In a nanoformulation, gold nanoparticles of TF were made and tested for their anticancer activity against human ovarian cancer cells [146]. It was interesting to see a significant improvement in the anticancer efficacy of TF gold nanoparticles compared to the bare TF. Also, the dose was significantly reduced using the nanoformulated TF. The enhanced effect was possibly due to the oxidation of TF to its quinone derivative onto the surface of gold nanoparticles, which further exerted caspase activity leading to cell death [153]. TF3 is a promising bioactive compound exerting various biological activities; however, the true value could not be harnessed due to its susceptibility to the digestion tract. To overcome this, nanoliposome encapsulated TF3 was developed and showed great in vitro digestion stability [154]. Similar to this study, another study was conducted using chitosan and casein phosphopeptides nanocomplex to encapsulate TF3 and found that the complex improved the intestinal stability and permeability of the drug [155]. In another study, natural polyphenols, such as epigallocatechin gallate (EGCG), tannic acid, curcumin, and theaflavin with previously demonstrated anticancer potential, were encapsulated into gelatin-based 200 nm nanoparticles consisting of a soft gel-like interior with or without a surrounding LbL shell of polyelectrolytes (polystyrene sulfonate/polyallylamine hydrochloride, polyglutamic acid/poly-l-lysine, dextran sulfate/protamine sulfate, carboxymethyl cellulose/gelatin, type A) assembled using the layer-by-layer technique. These polyphenolic nanocapsules found to retain its biological activity and blocked hepatocyte growth factor- (HGF-) induced intracellular signaling in the breast cancer cell line MBA-MD-231 [156]. In an interesting study, chitosan encapsulated theaflavin-enriched black tea extract (BTE) nanoparticles (ranged from 255 nm to 560 nm) were synthesized via electrospraying, and the encapsulation efficiency was recorded above 95% [157].

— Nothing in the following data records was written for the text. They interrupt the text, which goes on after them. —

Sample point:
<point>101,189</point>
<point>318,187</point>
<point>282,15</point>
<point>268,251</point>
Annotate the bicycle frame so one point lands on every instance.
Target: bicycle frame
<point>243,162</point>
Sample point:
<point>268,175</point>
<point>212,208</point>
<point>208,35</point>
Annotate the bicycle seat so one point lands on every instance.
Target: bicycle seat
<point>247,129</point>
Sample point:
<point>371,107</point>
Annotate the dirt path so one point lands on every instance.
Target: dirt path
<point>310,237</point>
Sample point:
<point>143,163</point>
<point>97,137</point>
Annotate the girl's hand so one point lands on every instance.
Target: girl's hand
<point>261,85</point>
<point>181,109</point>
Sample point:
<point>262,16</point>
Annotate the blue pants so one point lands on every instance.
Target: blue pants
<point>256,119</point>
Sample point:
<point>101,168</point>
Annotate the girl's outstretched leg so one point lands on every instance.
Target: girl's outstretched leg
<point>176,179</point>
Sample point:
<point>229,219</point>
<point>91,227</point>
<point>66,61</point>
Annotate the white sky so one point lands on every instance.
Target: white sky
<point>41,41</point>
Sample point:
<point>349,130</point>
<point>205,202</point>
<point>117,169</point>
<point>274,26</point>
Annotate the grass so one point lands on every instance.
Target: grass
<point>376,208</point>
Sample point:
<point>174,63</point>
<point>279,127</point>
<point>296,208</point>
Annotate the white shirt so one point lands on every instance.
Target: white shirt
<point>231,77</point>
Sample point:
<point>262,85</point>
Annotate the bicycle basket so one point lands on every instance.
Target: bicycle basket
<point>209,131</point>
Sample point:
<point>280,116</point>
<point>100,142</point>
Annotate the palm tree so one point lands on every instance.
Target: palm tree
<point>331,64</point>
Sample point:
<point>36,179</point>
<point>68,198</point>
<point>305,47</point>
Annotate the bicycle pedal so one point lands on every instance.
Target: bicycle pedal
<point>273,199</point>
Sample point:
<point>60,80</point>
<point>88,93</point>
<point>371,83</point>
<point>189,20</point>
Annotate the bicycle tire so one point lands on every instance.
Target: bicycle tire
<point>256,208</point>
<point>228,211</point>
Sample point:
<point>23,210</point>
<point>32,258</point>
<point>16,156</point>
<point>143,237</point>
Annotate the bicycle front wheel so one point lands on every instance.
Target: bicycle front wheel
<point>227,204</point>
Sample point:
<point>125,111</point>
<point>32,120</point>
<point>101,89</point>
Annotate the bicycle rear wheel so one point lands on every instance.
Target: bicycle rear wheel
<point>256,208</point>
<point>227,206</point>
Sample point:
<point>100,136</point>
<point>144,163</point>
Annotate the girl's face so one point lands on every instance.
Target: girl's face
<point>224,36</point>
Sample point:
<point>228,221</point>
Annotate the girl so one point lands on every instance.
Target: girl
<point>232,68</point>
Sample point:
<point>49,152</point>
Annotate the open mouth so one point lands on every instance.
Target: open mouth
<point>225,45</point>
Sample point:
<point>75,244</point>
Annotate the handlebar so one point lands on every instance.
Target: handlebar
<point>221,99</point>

Overall, very few studies are conducted on TF-specific encapsulation and nanoformulations, while most studies are on the whole tea extract or polyphenolic extract [158-160]. Therefore, it would be suggested that more research on formulations needs to be conducted to improve TFs bioavailability, efficacy, and gastrointestinal stability.

4. Conclusion

The current review summarized the health effects of TFs and their underlying mechanisms. TF1, TF2A, TF2B, and TF3 are the major TF derivatives reported for a wide range of biological activities. Among these, TF3 is largely studied for its biological effects such as antioxidant, anti-inflammatory, anticancer, and antimicrobial activities. Among all these activities, the anticancer effect of TFs was largely studied both in in vitro and in vivo models. Also, synergistic activity of TFs was reported when used in combination with other drugs. The anticancer activity of TFs was mainly exerted by triggering the caspases, skin protection effect by blocking the MAPK pathway, hepatoprotection by activating AMPK pathway, neuroprotective by regulating NO signaling, reduce inflammations by upregulation of inflammation-linked prooxidative enzymes, cardioprotective by ROS scavenging and by preventing cell-mediated LDL oxidation, and exerted kidney protective effect by downregulating the KIM-1. Although a large number of in vitro and in vivo studies on the TFs effect are available, however, very few studies are available on its clinical efficacy and thus limit its overall use. Also, the new formulations (nanoformulation/encapsulation) have been developed to modify the TF bioavailability and efficacy that has shown promising results. The current research on TF biological activities clearly showed its extended use in clinical trials and thus recommended for future studies. Also, more data needs to be conducted to develop new formulations to provide a better drug candidate (higher bioavailability and efficacy).